Leicht lächelte Philipp. Ja, Holger war in ihn verliebt und es war ihm unangenehm, aber er war trotzdem sein Freund, dem er helfen würde.


Dieses Warten, bis Philipp reagierte, war grauenvoll. Holger war nervös und mächtig angespannt. Seine Unsicherheit musste dem Kapitän aufgefallen sein, weswegen sonst sollte er lächeln und ihm sogar helfen wollen?


Philipp ignorierte auch einfach mal das aufkommende starke Herzklopfen, steckte das Handy ein und erhob sich.
„Hast du dein Knie überanstrengt? Du solltest vorsichtig sein. Willst du lieber mit Krücken zur Besprechung gehen?“ Philipp nahm ihm die Hose ab und ging vor ihm in die Knie, den Blick stur nach unten gerichtet.


Anscheinend“, gab er kleinlaut zurück und nickte, während er mit seinen Augen genau verfolgte, wie Philipp ihm die Hose abnahm und sich vor ihn hinkniete. War es seltsam, dass genau so eine Position auch noch seine Vorstellungskraft anregte? Seltsam war eigentlich ohnehin alles seit Philipp von seinen Gefühlen wusste.


Vorsichtig zog er die Jeans über die Füße und dann höher. Seine Finger fuhren dabei über die beharrte Haut. Bei den Knien war er besonders vorsichtig, um weitere Schmerzen zu vermeiden. Dadurch streifte er aber immer wieder auch die Innenseite seiner Oberschenkel. Philipp versuchte diese Tatsache gekonnt zu ignorieren. Aber er war mächtig nervös und sein Herzschlag dröhnte ihm in den Ohren.

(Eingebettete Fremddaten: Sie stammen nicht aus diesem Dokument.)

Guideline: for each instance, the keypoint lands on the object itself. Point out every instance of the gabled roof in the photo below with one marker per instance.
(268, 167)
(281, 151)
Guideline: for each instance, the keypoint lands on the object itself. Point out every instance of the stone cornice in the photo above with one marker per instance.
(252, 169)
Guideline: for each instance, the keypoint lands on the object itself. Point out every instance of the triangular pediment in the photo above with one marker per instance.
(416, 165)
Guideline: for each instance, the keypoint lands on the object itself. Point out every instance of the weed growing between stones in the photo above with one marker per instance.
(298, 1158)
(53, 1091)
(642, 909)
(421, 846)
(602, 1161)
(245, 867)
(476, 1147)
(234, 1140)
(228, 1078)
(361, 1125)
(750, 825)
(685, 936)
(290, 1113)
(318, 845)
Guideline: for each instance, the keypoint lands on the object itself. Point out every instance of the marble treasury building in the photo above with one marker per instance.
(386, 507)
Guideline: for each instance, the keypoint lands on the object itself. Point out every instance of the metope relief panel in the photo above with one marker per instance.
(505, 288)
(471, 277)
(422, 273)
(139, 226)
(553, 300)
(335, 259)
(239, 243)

I-ist besser, wenn ich sie nehme, oder?“ Was fragte er da auch noch nach? Es lag auf der Hand, dass er die Krücken nehmen würde und alles gut war, wodurch er sein Knie schonen konnte. Aber diese sehr stark präsente Nervosität ließen ihn nicht mehr Herr seiner Worte sein. Und klar denken ließ sie ihn sowieso nicht mehr.

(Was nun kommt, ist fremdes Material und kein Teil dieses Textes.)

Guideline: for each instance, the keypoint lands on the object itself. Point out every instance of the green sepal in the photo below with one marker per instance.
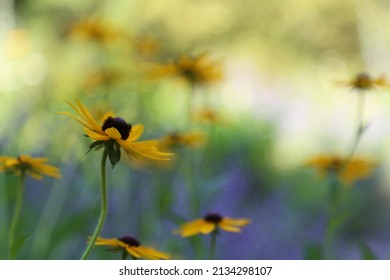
(95, 145)
(112, 152)
(17, 245)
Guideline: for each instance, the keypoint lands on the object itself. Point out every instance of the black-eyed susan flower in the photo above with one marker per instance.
(24, 164)
(115, 132)
(197, 70)
(112, 134)
(130, 245)
(348, 171)
(364, 82)
(210, 223)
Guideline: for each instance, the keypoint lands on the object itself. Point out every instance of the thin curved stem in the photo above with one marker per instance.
(213, 244)
(360, 124)
(103, 210)
(15, 217)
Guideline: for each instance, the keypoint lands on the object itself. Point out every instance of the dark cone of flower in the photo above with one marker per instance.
(120, 124)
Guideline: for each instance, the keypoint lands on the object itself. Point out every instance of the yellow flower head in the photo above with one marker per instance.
(24, 164)
(189, 139)
(195, 70)
(114, 133)
(348, 171)
(133, 247)
(212, 222)
(94, 29)
(363, 82)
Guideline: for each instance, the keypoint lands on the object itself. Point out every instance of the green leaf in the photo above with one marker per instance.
(366, 252)
(313, 252)
(338, 221)
(17, 245)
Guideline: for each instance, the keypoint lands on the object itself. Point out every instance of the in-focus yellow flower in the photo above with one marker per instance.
(24, 164)
(94, 29)
(133, 247)
(348, 171)
(365, 82)
(193, 139)
(211, 222)
(114, 133)
(196, 70)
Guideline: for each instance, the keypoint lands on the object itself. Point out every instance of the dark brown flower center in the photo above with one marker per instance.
(213, 218)
(119, 124)
(129, 240)
(363, 81)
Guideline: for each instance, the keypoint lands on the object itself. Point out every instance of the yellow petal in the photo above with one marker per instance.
(87, 116)
(96, 136)
(133, 251)
(229, 228)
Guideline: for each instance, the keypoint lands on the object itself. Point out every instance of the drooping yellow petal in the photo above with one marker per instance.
(133, 251)
(150, 253)
(88, 117)
(140, 149)
(239, 222)
(96, 136)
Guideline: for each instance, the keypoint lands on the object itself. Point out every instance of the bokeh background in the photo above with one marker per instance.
(277, 105)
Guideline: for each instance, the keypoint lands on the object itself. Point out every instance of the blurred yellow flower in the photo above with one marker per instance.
(364, 81)
(348, 171)
(212, 222)
(190, 139)
(102, 78)
(95, 30)
(196, 70)
(115, 133)
(133, 247)
(24, 164)
(145, 45)
(207, 115)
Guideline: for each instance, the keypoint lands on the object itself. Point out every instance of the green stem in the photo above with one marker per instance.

Holger sah auf Philipp hinab, dieser erwiderte den Blick nicht, sondern konzentrierte sich nur auf das vorsichtige Anziehen der Hose. Immer wieder streiften die warme Hände seine Haut und ließen Holger beklommen schlucken. So aufgeregt war er lange nicht mehr. Nicht mal nach während eines Spiels hatte er seinen dumpfen Herzschlag so intensiv wahrgenommen.
Ganz vorsichtig versuchte der Kapitän dann die Hose über die Knie zu befördern, streifte dabei mit seinem Handgelenk seine Oberschenkel. Die Innenseite war dabei besonders empfindlich, wie Holger leider nun feststellen durfte. Er musste einen seufzenden Laut unterdrücken. Was war denn bloß los? Er fühlte sich richtig angespannt, wie unter Strom gesetzt, je öfter Philipp seine Haut berührte und in dieser Position zu ihm kniete.

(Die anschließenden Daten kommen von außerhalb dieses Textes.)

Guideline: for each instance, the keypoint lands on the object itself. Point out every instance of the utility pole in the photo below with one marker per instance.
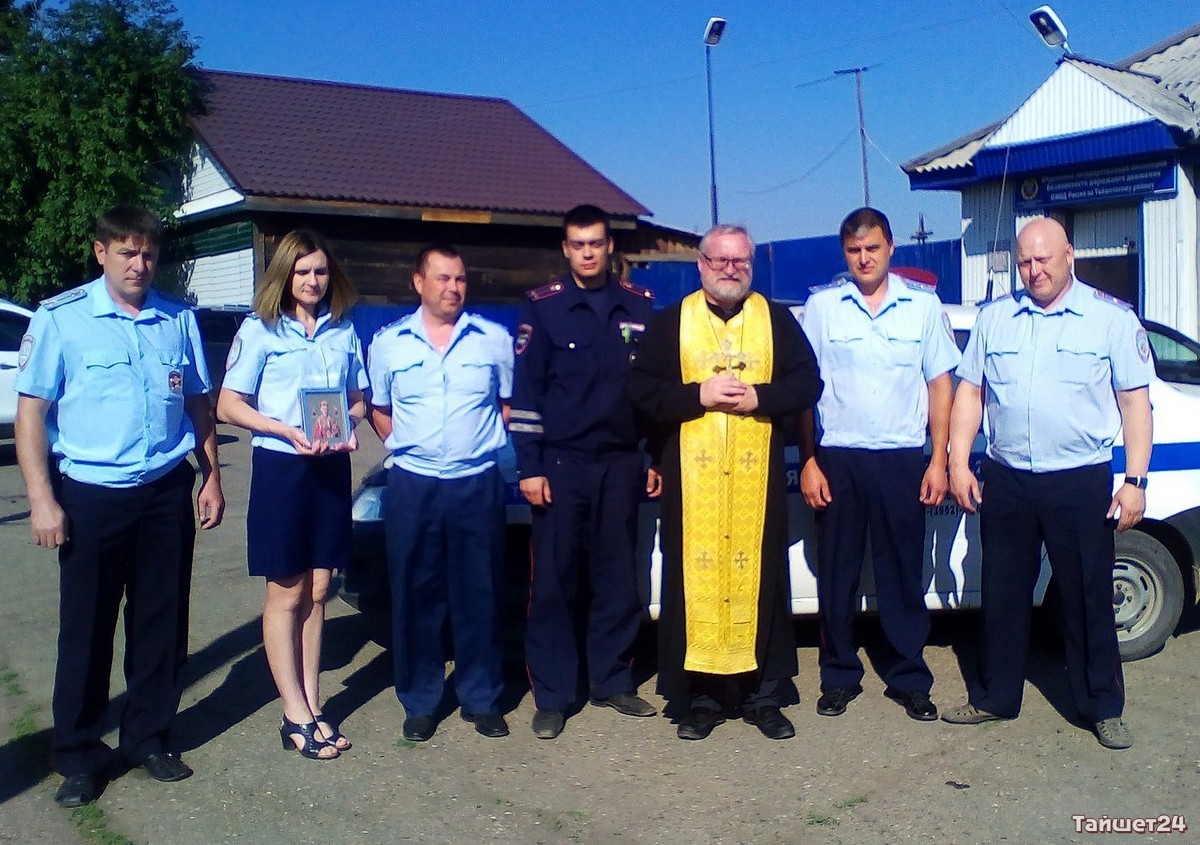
(862, 126)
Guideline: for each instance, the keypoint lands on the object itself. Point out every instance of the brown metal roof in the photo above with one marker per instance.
(306, 139)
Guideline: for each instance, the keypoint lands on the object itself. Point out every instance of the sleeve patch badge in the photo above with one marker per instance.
(27, 349)
(1143, 345)
(525, 331)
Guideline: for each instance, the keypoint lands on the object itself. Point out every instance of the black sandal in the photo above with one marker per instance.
(333, 735)
(312, 745)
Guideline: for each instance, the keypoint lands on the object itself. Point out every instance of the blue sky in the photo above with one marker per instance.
(622, 83)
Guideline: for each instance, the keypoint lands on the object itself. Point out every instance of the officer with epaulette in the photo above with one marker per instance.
(886, 352)
(580, 467)
(1061, 369)
(114, 387)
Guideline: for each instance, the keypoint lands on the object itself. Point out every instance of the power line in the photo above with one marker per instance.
(807, 173)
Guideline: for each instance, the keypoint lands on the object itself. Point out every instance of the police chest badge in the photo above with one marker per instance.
(27, 349)
(525, 331)
(630, 333)
(234, 353)
(1143, 345)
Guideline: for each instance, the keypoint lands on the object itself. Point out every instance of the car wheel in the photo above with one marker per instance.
(1147, 594)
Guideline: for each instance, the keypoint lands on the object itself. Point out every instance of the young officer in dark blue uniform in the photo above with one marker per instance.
(581, 469)
(113, 384)
(1061, 370)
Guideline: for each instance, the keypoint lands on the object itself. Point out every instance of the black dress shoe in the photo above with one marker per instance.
(166, 767)
(916, 703)
(78, 790)
(491, 725)
(419, 727)
(833, 701)
(627, 703)
(699, 723)
(773, 724)
(547, 724)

Philipp spürte sehr wohl, dass Holger sich anspannte, aber er sagte nichts. Er ignorierte es einfach und machte weiter. Er war ja gleich fertig und dann war alles wieder gut. War es doch, oder?
Wenn er ehrlich war, ließ das seine eigene Nervosität nur ansteigen und machte nichts besser. Fester dröhnte sein eigener Herzschlag in seinen Ohren und machte ihn beinahe wahnsinnig. Warum denn? Warum konnte es nicht normal schlagen? So machte es das alles doch nur noch schlimmer.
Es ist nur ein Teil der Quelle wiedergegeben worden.